I live in Perdido Key and plan to do some night fishing under the dock lights on the south side of Ono Island. Is the tide a factor in determining when to fish? I am in FL butonly about 1.5 miles from the Perdido. I have the option of fishing in a Kayak or in a 17' Cape Horn which doesn't have a trolling motor. Which do you thing would be the best?

Thanks for your suggestions.


----------



## fred (Dec 28, 2008)

In my experience there, they bite best on a falling tide. I'd use the 'yak unless you want to anchor the boat and wait for the fish to regroup after the engine noise.

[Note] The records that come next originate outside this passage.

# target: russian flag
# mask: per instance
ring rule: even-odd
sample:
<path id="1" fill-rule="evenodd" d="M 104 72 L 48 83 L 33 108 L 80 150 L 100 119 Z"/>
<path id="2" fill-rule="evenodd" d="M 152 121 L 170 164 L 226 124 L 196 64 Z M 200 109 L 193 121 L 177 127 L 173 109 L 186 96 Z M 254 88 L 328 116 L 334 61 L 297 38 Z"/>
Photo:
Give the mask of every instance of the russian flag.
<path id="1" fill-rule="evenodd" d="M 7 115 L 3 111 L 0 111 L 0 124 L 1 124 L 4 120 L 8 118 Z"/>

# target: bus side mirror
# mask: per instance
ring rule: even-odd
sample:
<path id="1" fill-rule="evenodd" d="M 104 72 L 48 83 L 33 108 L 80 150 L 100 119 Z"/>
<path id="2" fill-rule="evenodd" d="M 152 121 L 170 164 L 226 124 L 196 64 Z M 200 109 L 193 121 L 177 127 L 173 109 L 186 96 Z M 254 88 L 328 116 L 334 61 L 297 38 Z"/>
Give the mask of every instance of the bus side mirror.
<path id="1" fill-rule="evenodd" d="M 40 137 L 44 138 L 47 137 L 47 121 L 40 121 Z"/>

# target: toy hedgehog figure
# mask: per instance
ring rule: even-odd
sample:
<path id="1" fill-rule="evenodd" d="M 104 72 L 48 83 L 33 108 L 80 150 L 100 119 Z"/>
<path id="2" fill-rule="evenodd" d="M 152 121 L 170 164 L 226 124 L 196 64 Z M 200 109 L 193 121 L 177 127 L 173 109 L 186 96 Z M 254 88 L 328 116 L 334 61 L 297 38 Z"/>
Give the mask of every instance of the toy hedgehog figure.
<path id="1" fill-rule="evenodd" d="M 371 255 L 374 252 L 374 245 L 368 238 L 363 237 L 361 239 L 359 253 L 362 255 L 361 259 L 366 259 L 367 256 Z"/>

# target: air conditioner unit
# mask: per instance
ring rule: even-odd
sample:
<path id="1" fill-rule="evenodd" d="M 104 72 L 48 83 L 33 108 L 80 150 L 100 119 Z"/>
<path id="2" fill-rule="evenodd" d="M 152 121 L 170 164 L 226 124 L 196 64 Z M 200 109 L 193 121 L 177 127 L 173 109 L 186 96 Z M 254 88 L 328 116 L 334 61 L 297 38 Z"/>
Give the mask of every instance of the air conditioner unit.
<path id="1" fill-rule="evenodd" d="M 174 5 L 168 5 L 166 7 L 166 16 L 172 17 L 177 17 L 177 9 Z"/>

Light line and a sensitive rod, some of the pickups are really light.


----------



## Chiefsway (Aug 15, 2009)

Thanks for your suggestions and I am leaning on using the yak since the last time out I used the boat and just drifted with the current. Does anyone know which tide report would be most accurate for this area? Is there a tide report for Perdido Pass and where can I find it?

Thanks


----------



## studter (Apr 1, 2009)

http://www.outdooralabama.com/fishing/saltwater/tides-weather/2009_tides.pdf

it says up in the top corner to add & subtract for Perdido Pass. Most bait shops in the area has this little cool hand out all the whole years tidal forecast. I love it as I don't fish in the area much and it has tons of local fishing info in it...


----------



## Chiefsway (Aug 15, 2009)

Thanks, that's a good resource.


----------



## Jighead (Feb 11, 2009)

Be carefull in the yak!!!! The lights around the docks and the lights on the condos make it extremely difficult distinguish boat from reflection in that area. I'm sure you know that but just in case you didn't. I really scared myself out there one night by almostrunning someone over.


----------



## Chiefsway (Aug 15, 2009)

Thanks for the reminder and I will definitely be in the defensive yaking mode especially this busy weekend. I usually don't go out until after 10:00 pm and boat traffic is usually slow by then.


----------



## Jighead (Feb 11, 2009)

I forgot to make my fishing comment.... I've never noticed a huge different in incoming and outgoing tide in that area at night, but I have notice the water needs to be moving. Some of the best nights I've had is when the current is push you one way the wind is blowing the other. Don't know why but we noticed it more than once.


----------



## sunnh2o (Jul 28, 2009)

ALL THE INFO LOOKS PRETTY GOOD. ANOTHER GOOD SITE IS THE OBA SITE IT HAS THE SAMETIDE LINKS AND WEATHER ALL ON THE SAME PAGE. IT ALSO HAS A REAL TIME TIDE GAUGE FOR THE PASS. I FISH THAT AREA ALL THE TIME AND MOSTLY USE MIRROLURES AND STRIKE KING RAGE TAILS. I NEVER USE LIVE BAIT AND NEVER HAVE A PROBLEM CATCHING, PLUS NO HASSLE OF GETTING BAIT AND KEEPIN IT LIVE ESPEC. IN A YAK.


----------



## Coastie (May 9, 2008)

What kind of mirrorlures? Also what is that strike king?


----------



## Chiefsway (Aug 15, 2009)

The OBA site sounds like another good resource. Can you post a link to this site?

Thanks


----------



## sunnh2o (Jul 28, 2009)

http://WWW.ORANGEBEACH.WS/NEWSWEATHER/ORANGE_BEACH_WEATHER.HTML#TIDECHARTS


----------



## Chiefsway (Aug 15, 2009)

Another great resource, thanks.

I did go out last night about 11:00 on a falling tide in the yak and caught 10 white trout but no specs on Gulp jerkbait and Gulp New Penny shrimp. The wind was too strong to cast very far without loosing my bait to the docks so I caught the trout almost at the yak. Didn't stay but about an hour.


----------